Malignant gliomas represent a difficult treatment challenge for the neuro-oncologist and the neurosurgeon. These tumours continue to be refractory to standard therapies, such as surgery, radiotherapy and conventional chemotherapy, and new therapeutic options are clearly needed. Therefore, investigators have recently taken a new direction and started to engineer compounds such as recombinant cytotoxins, antiangiogenesis factors and genetic delivery vectors. However, these promising new agents are all dependent on an effective distribution method in order to bypass the blood-brain barrier. Convection-enhanced delivery (CED) allows for the administration of targeted toxins and other agents directly into the brain at the site of a tumour via catheters placed with the aid of stereotactic or image-guided surgery. The use of this technique is gaining momentum as a newly accepted treatment modality where little else has produced durable results in the fight against gliomas. Direct intratumoural infusion was first performed in nude mouse flank tumour models of human malignant glioma. After significant testing in preclinical animal studies, this method of delivery was followed by the successful demonstration of in vivo efficacy in Phase I and II clinical trials. Currently, this technique is being used in the investigational setting at academic medical centres where investigators are starting to define the best practice for CED. Fundamental issues in this method of delivery such as rate of infusion, cannula size, infusate concentration and tissue-cannula sealing time shape the current discussion in the literature. Targeted toxin therapy represents one of the newest and most promising treatments for this unfortunate patient population, with proven clinical efficacy administered through CED, which is a novel approach to drug delivery.

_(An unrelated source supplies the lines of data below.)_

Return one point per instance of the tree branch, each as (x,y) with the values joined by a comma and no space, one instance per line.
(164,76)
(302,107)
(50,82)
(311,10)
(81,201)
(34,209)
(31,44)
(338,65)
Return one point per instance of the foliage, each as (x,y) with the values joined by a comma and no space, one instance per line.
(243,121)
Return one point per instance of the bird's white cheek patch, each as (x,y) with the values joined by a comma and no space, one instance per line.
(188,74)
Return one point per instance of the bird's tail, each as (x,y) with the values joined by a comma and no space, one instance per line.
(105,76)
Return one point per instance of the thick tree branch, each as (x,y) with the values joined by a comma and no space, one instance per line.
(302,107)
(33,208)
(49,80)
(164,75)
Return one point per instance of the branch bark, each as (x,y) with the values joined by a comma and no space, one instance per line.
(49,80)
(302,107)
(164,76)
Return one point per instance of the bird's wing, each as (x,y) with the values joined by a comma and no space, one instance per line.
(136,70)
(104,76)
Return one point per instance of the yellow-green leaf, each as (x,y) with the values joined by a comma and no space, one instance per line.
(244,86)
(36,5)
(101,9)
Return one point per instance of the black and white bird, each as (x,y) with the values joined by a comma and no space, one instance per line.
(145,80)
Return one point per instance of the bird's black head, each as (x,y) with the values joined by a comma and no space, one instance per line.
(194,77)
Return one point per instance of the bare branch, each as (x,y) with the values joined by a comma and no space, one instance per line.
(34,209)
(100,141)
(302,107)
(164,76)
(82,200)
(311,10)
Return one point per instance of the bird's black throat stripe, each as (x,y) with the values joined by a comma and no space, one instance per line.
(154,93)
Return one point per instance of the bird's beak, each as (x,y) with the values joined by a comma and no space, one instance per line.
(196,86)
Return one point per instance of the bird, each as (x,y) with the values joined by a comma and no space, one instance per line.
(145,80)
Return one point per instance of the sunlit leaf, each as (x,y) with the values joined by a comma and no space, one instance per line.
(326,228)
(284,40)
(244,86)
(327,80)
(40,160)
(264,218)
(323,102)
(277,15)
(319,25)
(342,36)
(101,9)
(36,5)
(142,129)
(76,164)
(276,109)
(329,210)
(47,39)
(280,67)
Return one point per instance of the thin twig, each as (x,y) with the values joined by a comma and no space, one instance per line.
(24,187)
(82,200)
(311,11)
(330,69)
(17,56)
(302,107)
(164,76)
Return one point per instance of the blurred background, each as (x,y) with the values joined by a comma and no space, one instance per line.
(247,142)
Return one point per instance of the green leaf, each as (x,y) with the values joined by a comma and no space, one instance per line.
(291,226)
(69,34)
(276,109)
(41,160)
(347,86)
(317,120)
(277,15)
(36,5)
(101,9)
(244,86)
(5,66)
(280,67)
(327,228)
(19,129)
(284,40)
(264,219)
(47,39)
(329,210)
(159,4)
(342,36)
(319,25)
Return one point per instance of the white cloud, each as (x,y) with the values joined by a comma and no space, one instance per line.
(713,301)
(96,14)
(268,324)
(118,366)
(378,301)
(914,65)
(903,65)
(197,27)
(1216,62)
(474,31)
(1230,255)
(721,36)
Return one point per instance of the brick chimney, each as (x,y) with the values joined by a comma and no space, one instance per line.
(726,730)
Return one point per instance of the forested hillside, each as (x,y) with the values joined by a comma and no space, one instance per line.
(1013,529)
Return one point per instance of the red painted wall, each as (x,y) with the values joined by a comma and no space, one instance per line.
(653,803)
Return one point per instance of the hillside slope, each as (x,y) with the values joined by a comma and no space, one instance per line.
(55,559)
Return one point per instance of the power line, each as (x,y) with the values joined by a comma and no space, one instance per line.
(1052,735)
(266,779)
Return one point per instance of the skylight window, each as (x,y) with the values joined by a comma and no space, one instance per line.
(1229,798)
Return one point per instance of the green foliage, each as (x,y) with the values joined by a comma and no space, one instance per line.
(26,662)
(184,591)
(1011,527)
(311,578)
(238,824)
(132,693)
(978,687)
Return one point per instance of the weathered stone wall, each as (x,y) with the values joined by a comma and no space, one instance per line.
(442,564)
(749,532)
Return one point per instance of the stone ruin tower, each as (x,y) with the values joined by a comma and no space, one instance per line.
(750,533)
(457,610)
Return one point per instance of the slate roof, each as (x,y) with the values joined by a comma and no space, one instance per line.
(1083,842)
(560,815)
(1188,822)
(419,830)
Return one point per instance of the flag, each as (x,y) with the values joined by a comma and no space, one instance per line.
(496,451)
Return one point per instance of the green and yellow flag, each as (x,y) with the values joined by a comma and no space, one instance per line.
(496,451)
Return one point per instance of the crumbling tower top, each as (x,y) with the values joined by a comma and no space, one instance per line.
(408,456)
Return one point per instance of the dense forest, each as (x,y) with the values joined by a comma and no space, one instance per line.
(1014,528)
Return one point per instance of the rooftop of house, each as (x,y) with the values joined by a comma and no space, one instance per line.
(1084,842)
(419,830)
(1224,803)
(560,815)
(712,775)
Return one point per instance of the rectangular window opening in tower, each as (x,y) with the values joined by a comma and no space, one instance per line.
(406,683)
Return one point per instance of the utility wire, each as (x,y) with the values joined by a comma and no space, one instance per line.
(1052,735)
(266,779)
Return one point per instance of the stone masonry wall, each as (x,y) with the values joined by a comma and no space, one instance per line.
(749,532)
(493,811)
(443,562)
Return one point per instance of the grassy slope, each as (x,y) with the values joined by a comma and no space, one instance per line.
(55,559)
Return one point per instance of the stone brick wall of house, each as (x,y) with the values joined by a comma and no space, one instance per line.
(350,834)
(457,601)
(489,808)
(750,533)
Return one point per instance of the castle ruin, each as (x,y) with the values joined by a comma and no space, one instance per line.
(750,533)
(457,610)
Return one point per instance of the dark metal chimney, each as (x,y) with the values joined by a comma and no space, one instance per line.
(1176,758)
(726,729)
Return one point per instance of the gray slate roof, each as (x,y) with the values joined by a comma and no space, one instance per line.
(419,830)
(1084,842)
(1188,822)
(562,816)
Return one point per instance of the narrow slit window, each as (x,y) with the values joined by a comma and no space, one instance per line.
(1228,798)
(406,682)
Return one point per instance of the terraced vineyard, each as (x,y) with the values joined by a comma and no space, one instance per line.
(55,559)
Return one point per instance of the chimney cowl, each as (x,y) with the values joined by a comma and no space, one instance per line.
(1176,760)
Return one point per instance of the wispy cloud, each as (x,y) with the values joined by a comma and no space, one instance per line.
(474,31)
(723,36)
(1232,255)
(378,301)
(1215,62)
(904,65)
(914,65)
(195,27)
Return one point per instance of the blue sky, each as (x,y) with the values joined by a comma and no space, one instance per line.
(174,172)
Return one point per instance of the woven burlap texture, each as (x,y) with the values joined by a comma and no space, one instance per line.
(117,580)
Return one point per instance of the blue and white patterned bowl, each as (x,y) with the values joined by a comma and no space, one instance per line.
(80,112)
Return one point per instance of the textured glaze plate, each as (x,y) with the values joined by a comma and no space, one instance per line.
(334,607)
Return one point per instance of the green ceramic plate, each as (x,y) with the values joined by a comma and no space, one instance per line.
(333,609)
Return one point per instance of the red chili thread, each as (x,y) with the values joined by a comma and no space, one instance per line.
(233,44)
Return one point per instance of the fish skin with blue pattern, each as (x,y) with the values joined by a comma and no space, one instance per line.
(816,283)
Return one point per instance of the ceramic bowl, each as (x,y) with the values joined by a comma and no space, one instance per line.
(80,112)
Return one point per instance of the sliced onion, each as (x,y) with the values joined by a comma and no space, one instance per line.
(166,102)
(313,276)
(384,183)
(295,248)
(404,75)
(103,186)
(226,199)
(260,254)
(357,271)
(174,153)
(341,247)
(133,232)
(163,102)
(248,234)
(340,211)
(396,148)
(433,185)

恶性胶质瘤对神经肿瘤学家和神经外科医生来说是一个棘手的治疗难题。这些肿瘤对手术、放疗和传统化疗等标准疗法仍然具有抗性,显然需要新的治疗选择。因此,研究人员最近转向了一个新方向,开始研发重组细胞毒素、抗血管生成因子和基因传递载体等化合物。然而,这些有前景的新药物都依赖于一种有效的给药方法,以绕过血脑屏障。对流增强给药(CED)可通过在立体定向或影像引导手术辅助下放置的导管,将靶向毒素和其他药物直接注入肿瘤部位的大脑中。作为一种新被认可的治疗方式,这项技术的应用正在兴起,因为在对抗胶质瘤方面几乎没有其他方法能产生持久的效果。直接瘤内注射最初是在人恶性胶质瘤的裸鼠侧腹肿瘤模型中进行的。在临床前动物研究中经过大量测试后,这种给药方法在I期和II期临床试验中成功证明了其体内疗效。目前,这项技术正在学术医学中心的研究环境中使用,研究人员开始确定CED的最佳实践方法。这种给药方法的一些基本问题,如输注速率、套管尺寸、输注液浓度和组织-套管密封时间,构成了当前文献中的讨论内容。靶向毒素疗法是针对这一不幸患者群体的最新且最有前景的治疗方法之一,通过CED给药已证明具有临床疗效,这是一种新颖的药物递送方法。